Gradients in Data Collator cause Memory Leak

Hi there, I am training a BERT and GNN model end-to-end for some Graph Representation Learning Task on Knowledge Graphs. Producing the graph embeddings with gradients in the DataCollator and stacking them without deleting the original tensors manually, leads to memory leak.

My code snippet of my custom _convert_features_into_batches:

    source_embeddings, target_embeddings = self.get_embeddings_cb(
            self.data, source_ids, target_ids
        )
        graph_embeddings = torch.stack([source_embeddings, target_embeddings], dim=1)
        del source_embeddings, target_embeddings
        return {
            "input_ids": input_ids,
            "attention_mask": attention_mask,
            "labels": labels,
            "graph_embeddings": graph_embeddings,
            "semantic_positional_encoding": semantic_positional_encoding,
        }

My system:

  • transformers version: 4.42.3
  • Platform: Windows-10-10.0.19045-SP0
  • Python version: 3.12.4
  • Huggingface_hub version: 0.23.4
  • Safetensors version: 0.4.3
  • Accelerate version: 0.32.1
  • Accelerate config: not found
  • PyTorch version (GPU?): 2.3.1+cu121 (True)
  • Tensorflow version (GPU?): not installed (NA)
  • Flax version (CPU?/GPU?/TPU?): not installed (NA)
  • Jax version: not installed
  • JaxLib version: not installed
  • Using distributed or parallel set-up in script?: False
  • Using GPU in script?: True
  • GPU type: NVIDIA GeForce RTX 2080 SUPER

Disclaimer: I know it makes more sense to produce the embeddings inside the models forward method, which I will do eventually. I just wanted to let you know that I had this issue. I think gradients in memory that are not released are a general concern and I understand if this is not an issue that needs to be fixed by Huggingface.

Greetings, Ahmad

1 Like

Hello.
The problem with the pytorch tensor not disappearing easily is tricky.
I think it would be beneficial to share the know-how on how to work around it.

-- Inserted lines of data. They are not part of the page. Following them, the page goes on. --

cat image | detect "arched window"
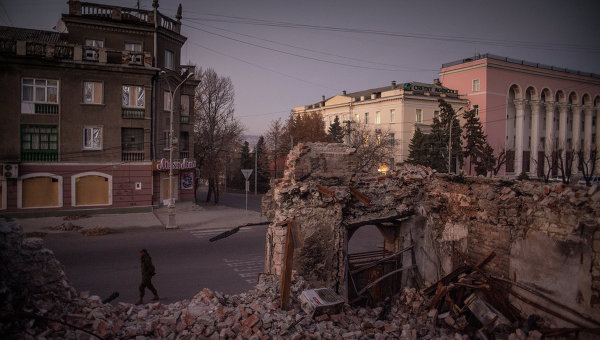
[71,172,112,207]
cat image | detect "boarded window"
[21,177,59,208]
[75,175,110,205]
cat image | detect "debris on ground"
[63,215,90,221]
[44,222,81,231]
[81,225,115,236]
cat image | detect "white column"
[590,106,600,174]
[571,105,583,175]
[544,102,558,173]
[581,105,597,171]
[557,103,569,164]
[529,100,544,177]
[514,100,527,176]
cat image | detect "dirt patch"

@not-lain Do you have any idea of current active HF staff who maintain the base class of the HF library that directly touches the pytorch area?
For example, even if there were a problem with from_pretrained() or .to(), there are too many potential people to consult.
I know some of the staff who are working on the demo, too, because they stand out…

Well, we could get a github or discord account, but it would be more useful if we could report problems that occur in HF within HF.

Hi @AhmadPython
the problem is with this line

the way pytorch works is that even if you delete the python variables it will not delete the cuda cache (try deleting a model and it will still be allocated in memory), to fix this, consider adding these lines after you delete your variable

import gc
torch.cuda.empty_cache()
gc.collect()
2 Likes

@John6666 and @not-lain thanks for your help,
I think I found the original culprit of this problem tho I think your solution would have solved the memory leak.

The problem was, that my Torch.Geometrics GNN was sitting on CPU and the Huggingface Model on GPU. I guess what happend was, as soon as the tensor moves to another device, it becomes a leaf tensor and then the gradient flow will be lost. This made the original tensor stuck in memory, as @not-lain already suggested.

My solution was to move both tensors to the same device.

That being said, I am glad this memory leak occured, because else, I would not have noticed, that I have to be really careful with the gradient flow. For example, at the point when I merge LLM embeddings with GNN embeddings, I use torch.scatter, which will not track the gradients to the source tensor by default.
Instead I will have to use slicing.

mask = (
semantic_positional_encoding[:, [-4, -2], 0]
.unsqueeze(-1)
.repeat((1, 1, inputs_embeds.shape[-1]))
)
inputs_embeds = inputs_embeds.scatter(
1, mask, graph_embeddings
) # replace the input embeds at the place holder positions with the KGEs.

Anyways, thanks for the help!

2 Likes

This topic was automatically closed 12 hours after the last reply. New replies are no longer allowed.